Testing the true nature of black holes - the no-hair hypothesis - will become increasingly more precise in the next few years as new observational data is collected in both the gravitational wave channel and the electromagnetic channel. In this paper we consider numerically generated spacetimes of Kerr black holes with synchronised scalar hair and build stationary models of magnetized thick disks (or tori) around them. Our approach assumes that the disks are not self-gravitating, they obey a polytropic equation of state, the distribution of their specific angular momentum is constant, and they are marginally stable, i.e. the disks completely fill their Roche lobe. Moreover, contrary to existing approaches in the literature, our models are thermodinamically relativist, as the specific enthalpy of the fluid can adopt values significantly larger than unity. We study the dependence of the morphology and properties of the accretion tori on the type of black hole considered, from purely Kerr black holes with varying degrees of spin parameter, namely from a Schwarzschild black hole to a nearly extremal Kerr case, to Kerr black holes with scalar hair with different ADM mass and horizon angular velocity.
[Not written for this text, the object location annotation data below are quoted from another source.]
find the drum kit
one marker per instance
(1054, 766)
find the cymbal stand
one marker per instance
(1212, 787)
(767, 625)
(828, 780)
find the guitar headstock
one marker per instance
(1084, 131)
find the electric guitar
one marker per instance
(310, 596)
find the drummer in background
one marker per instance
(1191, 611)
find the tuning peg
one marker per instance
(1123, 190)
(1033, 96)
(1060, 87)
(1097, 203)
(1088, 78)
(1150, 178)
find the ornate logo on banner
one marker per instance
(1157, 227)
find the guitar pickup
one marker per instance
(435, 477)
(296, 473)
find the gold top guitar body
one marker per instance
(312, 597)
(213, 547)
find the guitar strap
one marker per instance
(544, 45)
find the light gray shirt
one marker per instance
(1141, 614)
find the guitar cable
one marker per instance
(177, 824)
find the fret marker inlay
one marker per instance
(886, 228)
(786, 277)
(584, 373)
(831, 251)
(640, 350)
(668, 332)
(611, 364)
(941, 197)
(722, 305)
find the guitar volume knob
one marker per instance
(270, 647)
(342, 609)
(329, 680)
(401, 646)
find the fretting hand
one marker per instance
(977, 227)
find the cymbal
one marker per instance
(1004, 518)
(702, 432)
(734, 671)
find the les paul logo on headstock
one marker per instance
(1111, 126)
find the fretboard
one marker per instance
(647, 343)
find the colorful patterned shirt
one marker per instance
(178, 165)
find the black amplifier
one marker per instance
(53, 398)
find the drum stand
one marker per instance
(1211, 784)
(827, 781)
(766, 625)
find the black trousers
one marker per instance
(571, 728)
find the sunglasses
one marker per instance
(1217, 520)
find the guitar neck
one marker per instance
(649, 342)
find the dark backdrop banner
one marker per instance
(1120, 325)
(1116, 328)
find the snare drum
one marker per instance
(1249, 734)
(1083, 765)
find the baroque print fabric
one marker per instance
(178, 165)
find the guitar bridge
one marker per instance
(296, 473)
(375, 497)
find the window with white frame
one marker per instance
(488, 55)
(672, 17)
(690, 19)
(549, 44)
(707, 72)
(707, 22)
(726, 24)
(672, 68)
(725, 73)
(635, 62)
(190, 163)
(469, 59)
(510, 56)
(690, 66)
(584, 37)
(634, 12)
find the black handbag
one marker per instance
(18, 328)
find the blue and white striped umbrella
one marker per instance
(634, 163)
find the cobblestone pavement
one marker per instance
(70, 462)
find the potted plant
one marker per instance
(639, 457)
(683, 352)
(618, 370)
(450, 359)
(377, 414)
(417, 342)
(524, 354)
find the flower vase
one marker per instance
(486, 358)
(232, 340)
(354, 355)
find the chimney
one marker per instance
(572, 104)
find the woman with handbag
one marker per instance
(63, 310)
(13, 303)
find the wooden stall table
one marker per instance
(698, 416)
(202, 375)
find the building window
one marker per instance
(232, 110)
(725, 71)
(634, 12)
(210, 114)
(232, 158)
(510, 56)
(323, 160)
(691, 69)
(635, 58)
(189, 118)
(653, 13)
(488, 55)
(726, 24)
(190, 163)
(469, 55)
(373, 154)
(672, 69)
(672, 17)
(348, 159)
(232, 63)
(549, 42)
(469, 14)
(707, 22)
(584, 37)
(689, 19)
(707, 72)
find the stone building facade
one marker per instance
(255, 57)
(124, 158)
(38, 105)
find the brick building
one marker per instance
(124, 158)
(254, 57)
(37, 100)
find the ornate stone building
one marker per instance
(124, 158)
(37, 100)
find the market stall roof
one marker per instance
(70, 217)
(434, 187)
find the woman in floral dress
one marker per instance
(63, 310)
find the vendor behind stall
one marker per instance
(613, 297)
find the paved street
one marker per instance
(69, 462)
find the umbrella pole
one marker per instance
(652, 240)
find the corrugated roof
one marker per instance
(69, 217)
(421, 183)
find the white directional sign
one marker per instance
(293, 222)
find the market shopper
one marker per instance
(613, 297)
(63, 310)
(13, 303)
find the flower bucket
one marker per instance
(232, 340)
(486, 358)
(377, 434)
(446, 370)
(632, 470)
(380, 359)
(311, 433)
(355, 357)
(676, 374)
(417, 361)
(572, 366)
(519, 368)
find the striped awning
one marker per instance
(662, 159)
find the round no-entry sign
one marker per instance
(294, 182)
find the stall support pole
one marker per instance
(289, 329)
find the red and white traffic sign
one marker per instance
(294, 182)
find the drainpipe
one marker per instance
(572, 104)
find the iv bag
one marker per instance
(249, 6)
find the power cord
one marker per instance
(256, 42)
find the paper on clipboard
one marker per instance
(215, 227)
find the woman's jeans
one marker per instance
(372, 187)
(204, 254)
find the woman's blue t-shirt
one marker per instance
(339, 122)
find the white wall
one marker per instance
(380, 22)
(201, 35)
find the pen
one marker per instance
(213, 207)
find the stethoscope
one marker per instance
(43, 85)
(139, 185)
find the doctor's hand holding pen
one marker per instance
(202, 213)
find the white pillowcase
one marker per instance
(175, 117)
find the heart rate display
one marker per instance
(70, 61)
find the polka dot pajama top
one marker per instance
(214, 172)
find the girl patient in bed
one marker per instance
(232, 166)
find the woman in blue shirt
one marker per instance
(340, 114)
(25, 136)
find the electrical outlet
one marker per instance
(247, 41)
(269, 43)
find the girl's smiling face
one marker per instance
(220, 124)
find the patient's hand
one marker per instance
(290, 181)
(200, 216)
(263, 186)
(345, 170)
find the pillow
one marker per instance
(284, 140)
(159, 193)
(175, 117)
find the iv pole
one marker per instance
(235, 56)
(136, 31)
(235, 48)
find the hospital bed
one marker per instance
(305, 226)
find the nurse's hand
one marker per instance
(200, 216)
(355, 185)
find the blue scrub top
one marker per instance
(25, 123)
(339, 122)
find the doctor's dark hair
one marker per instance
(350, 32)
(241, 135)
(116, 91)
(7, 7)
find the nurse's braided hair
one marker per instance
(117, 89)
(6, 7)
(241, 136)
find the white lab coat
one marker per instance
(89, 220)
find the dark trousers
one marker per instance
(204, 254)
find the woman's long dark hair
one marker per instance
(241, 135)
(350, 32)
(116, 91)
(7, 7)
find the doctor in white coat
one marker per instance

Comparisons between the disk properties for both types of black holes are presented. The sequences of magnetized, equilibrium disks models discussed in this study can be used as initial data for numerical relativity codes to investigate their dynamical (non-linear) stability and used in tandem with ray-tracing codes to obtain synthetic images of black holes (i.e. shadows) in astrophysically relevant situations where the light source is provided by an emitting accretion disk.